2.90:Read Zone (Value Extractor)

From Grooper Wiki
Revision as of 14:24, 9 October 2020 by Dgreenwood (talk | contribs)

Read Zone allows you to extract text data in a rectangular region (called a "extraction zone" or just "zone") on a document. This can be a fixed zone, extracting text from the same location on a document, or a zone relative to an extracted text anchor or shape location on the document.

Read Zone is a 'Value Extractor option available to Data Fields in a Data Model.

About

Highly structured documents organize information into a series of data fields. These fields will have a label identifying what the field contains, such as "Name", and a corresponding value, such as "John Doe". While the values for these fields will change from document to document, their position on the document will remain constant.

The Read Zone extractor extracts data using this feature of document layouts.

As long as you can be reasonably assured the data you want to find will be in the same spot from document to document, you don't necessarily need anything fancier than extracting whatever text is in that known location.
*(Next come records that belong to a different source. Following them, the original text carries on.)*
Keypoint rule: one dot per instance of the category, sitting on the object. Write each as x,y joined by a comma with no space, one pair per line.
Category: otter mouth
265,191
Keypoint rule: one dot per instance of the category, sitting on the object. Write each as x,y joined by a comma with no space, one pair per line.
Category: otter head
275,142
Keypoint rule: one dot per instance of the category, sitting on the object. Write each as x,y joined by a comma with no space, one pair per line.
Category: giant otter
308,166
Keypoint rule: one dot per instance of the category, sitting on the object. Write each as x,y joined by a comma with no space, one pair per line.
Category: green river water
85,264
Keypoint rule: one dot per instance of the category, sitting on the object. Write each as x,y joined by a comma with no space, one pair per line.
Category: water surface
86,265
Read Zone populates data in Data Fields by drawing a rectangle on a location on a page. Whatever text was obtained from the Recognize activity (either via OCR or native text extraction) that falls within the boundaries of that rectangle (or "zone") populates the Data Field.
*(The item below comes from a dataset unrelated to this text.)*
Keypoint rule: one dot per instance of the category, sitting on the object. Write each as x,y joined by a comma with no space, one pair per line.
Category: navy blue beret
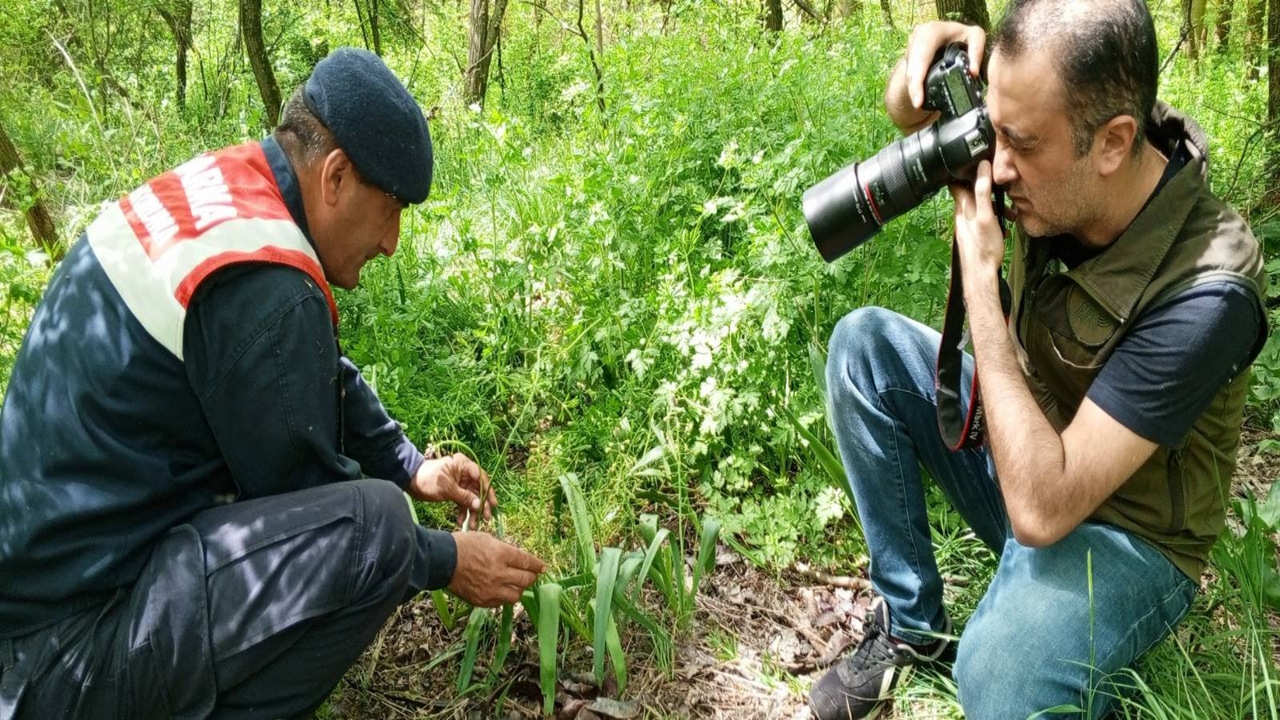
374,119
For the zone drawn on the document... ...the text data falling within that zone will be extracted.

Read Zone also has the capability to anchor this extraction zone to another location on the document. For example, due to issues with printing or scanning, the location of the value may shift from document to document. It's more than possible that zone could extract the data fine on one document but be slightly off on another.

The margins here are different from the document above... ...resulting in the wrong extracted data.

Several configuration options allow you to place the extraction zone relative to another piece of information. This serves as an "anchor" for the zone. Instead of a fixed position on all documents, the zone is placed relative to this anchor's position. For example, in this case the label "1. Last Name" could be an anchor. If you can pattern match that field label with regular expression, the zone you draw on the document will extract the value relative to that label's position.

Anchored off the field label... ...the zone falls on the right page location.

FYI Read Zone is new to version 2.90. Similar functionality was performed by Zonal Extract and Anchored Extract in version 2.80 or using "Data Element Profiles" in older versions.